Jets from main sequence and white dwarf companions during common envelope evolution

TL;DR

This study uses 3D hydrodynamical simulations to investigate how jets from companions during common envelope evolution influence orbital dynamics and envelope unbinding, revealing jets can increase unbound mass by up to 10%.

Contribution

First simulation study incorporating jet feedback in common envelope evolution, analyzing its effects on orbital change and envelope unbinding.

Findings

Jets become choked around first periastron passage.
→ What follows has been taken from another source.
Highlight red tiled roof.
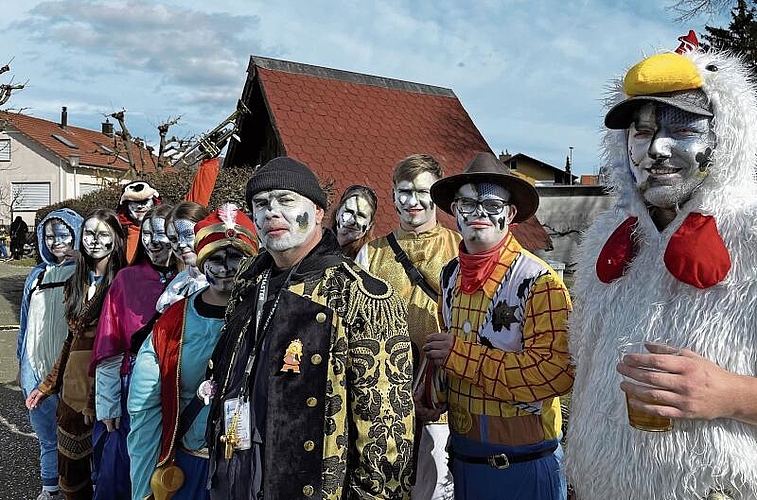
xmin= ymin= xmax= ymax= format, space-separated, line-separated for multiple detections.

Jets increase unbound mass by up to 10%.

Jet parameters influence envelope morphology and unbinding efficiency.

Abstract

It has long been speculated that jet feedback from accretion onto the companion during a common envelope (CE) event could affect the orbital evolution and envelope unbinding process, but this conjecture has heretofore remained largely untested. We present global 3D hydrodynamical simulations of CE evolution (CEE) that include a jet subgrid model and compare them with an otherwise identical model without a jet. Our binary consists of a $2M_\odot$ red giant branch primary and a $1M_\odot$ or $0.5M_\odot$ main sequence or white dwarf secondary companion modeled as a point particle. We run the simulations for 10 orbits (40 days). Our jet model adds mass at a constant rate $\dot{M}_\mathrm{j}$ of order the Eddington rate, with maximum velocity $v_\mathrm{j}$ of order the escape speed, to two spherical sectors with the jet axis perpendicular to the orbital plane, and supplies kinetic energy at the rate $\sim\dot{M}_\mathrm{j} v_\mathrm{j}^2/40$. We explore the influence of the jet on orbital evolution, envelope morphology and envelope unbinding, and assess the dependence of the results on jet mass-loss rate, launch speed, companion mass, opening angle, and whether or not subgrid accretion is turned on. In line with our theoretical estimates, we find that in all cases the jet becomes choked around the time of first periastron passage. We also find that jets lead to increases in unbound mass of up to $\sim10\%$, as compared to simulations which do not include a jet.